Das hessische Landessozialgericht hat mit Urteil vom 19. September 2025 - L 9 U 65/23 entschieden, dass ein 15-jähriger Fußballer, der mit einem Fußballverein einen „Fördervertrag“ abgeschlossen hatte, bei einem Freundschaftsspiel der U16-Mannschaft einen Arbeitsunfall (Schlüsselbeinbruch) im Sinne der gesetzlichen Unfallversicherung erleiden kann.
➡️ Worum ging es konkret?
Das LSG musste klären, ob ein 15-jähriger Nachwuchsfußballer, der als Vertragsspieler mit einem Profifussballvereins einen „Fördervertrag“ mit einer Vergütung (950 Euro brutto monatlich) geschlossen hatte, unter den gesetzlichen Unfallversicherungsschutz fällt, obwohl er unter 16 Jahre alt war.
➡️ Wie hat das LSG entschieden?
- Das LSG hat einen Arbeitsunfall bejaht. Jugendliche, die unter Abschluss eines Fördervertrags in einem Nachwuchsleistungszentrum eines Profifussballvereins für diesen Verein trainieren und Fußballspiele bestreiten, sind hierbei als Beschäftigte gem. § 2 Abs. 1 Nr. 1 SGB VII kraft Gesetzes unfallversichert.
- Der Fördervertrag wies alle Merkmale eines Beschäftigungsverhältnisses im Sinne eines Arbeitsverhältnisses auf: Weisungsgebundenheit, Pflicht zur Teilnahme an allen Trainings/Spielen, Entgelt, Urlaubsanspruch, Vorlage von AU-Bescheinigungen bei Krankheit, Vermarktungsrechte, Verschwiegenheitspflichten.

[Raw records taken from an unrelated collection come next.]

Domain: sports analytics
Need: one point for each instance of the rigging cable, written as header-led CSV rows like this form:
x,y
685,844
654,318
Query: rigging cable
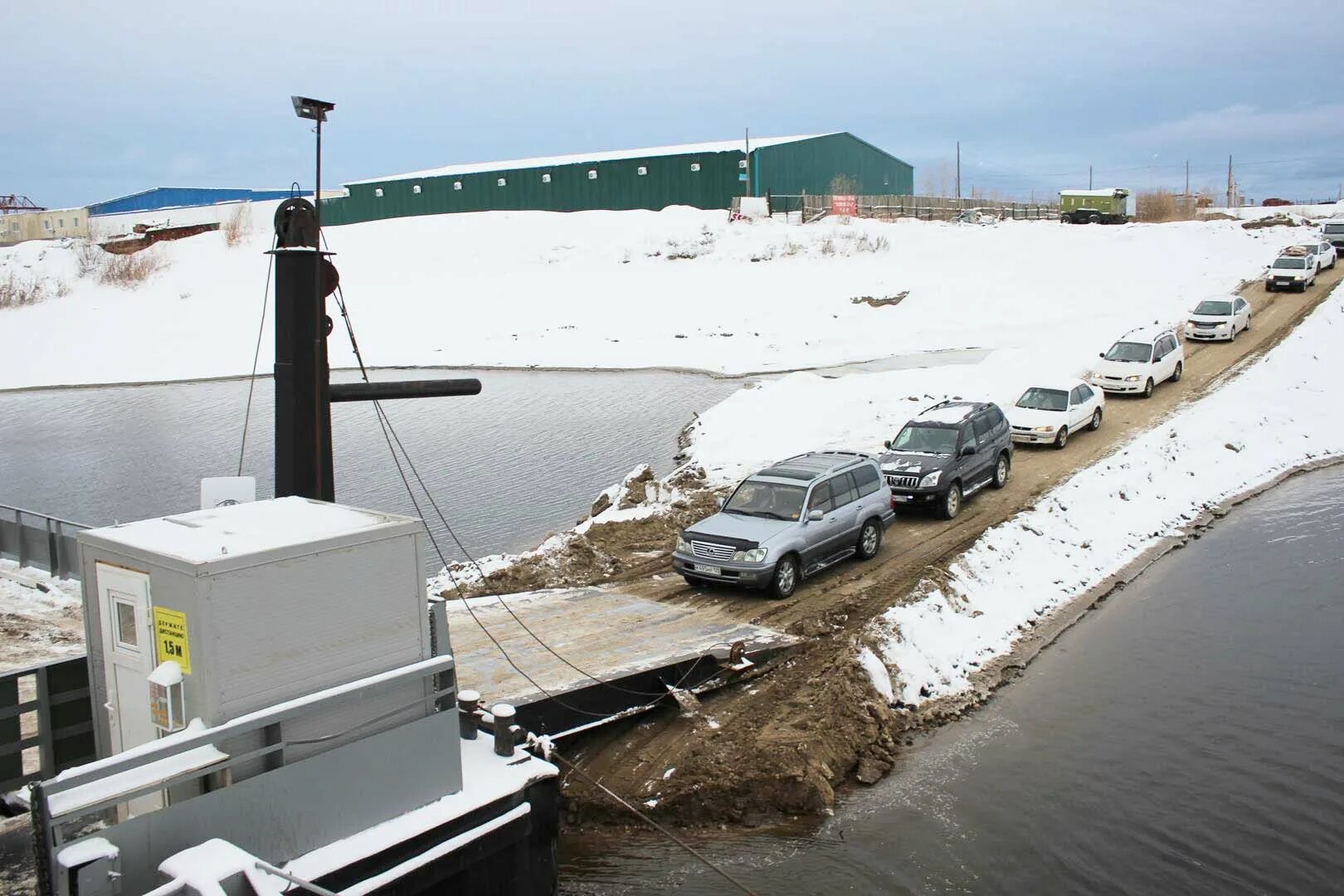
x,y
261,329
390,434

- Selbst ein möglicher Verstoß gegen das Jugendarbeitsschutzgesetz beseitigt den Versicherungsschutz nicht (§ 7 Abs. 2 SGB VII).

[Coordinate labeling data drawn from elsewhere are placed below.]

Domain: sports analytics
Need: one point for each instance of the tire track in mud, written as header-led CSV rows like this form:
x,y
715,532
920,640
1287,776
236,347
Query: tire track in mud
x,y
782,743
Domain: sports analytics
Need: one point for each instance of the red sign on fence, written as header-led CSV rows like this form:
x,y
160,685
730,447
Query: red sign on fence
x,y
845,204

- Das LSG hat die Revision zugelassen, da die Rechtssache eine grundsätzliche Bedeutung hat. Insbesondere da die Beschäftigung des Klägers auf dem Mustervertrag der DFL beruht.
➡️ Welche Auswirkungen hat die Entscheidung für die Praxis?
- Auch unter 16-Jährige können Beschäftigte mit Unfallversicherungsschutz sein.
- Umfangreich regulierte Förderverträge im Nachwuchsleistungssport sind als Beschäftigung zu qualifizieren.
- Vereine müssen Sozialversicherungspflichten im Blick behalten: Pflege der Meldungen, korrekte Beitragsabführung & Vertragsgestaltung.
- Bei Gestaltung und Überprüfung von Förderverträgen im Nachwuchsleistungssport müssen die sozialrechtlichen Folgen berücksichtigt werden.
PS: Die Entscheidung des hessischen LSG erinnert an die Entscheidung des LSG Baden-Württemberg vom 21. Januar 2025 - L 9 U 3318/23 und macht erneut deutlich, dass sozialversicherungsrechtliche Maßstäbe auch auf „Förderverträge“ Anwendung finden!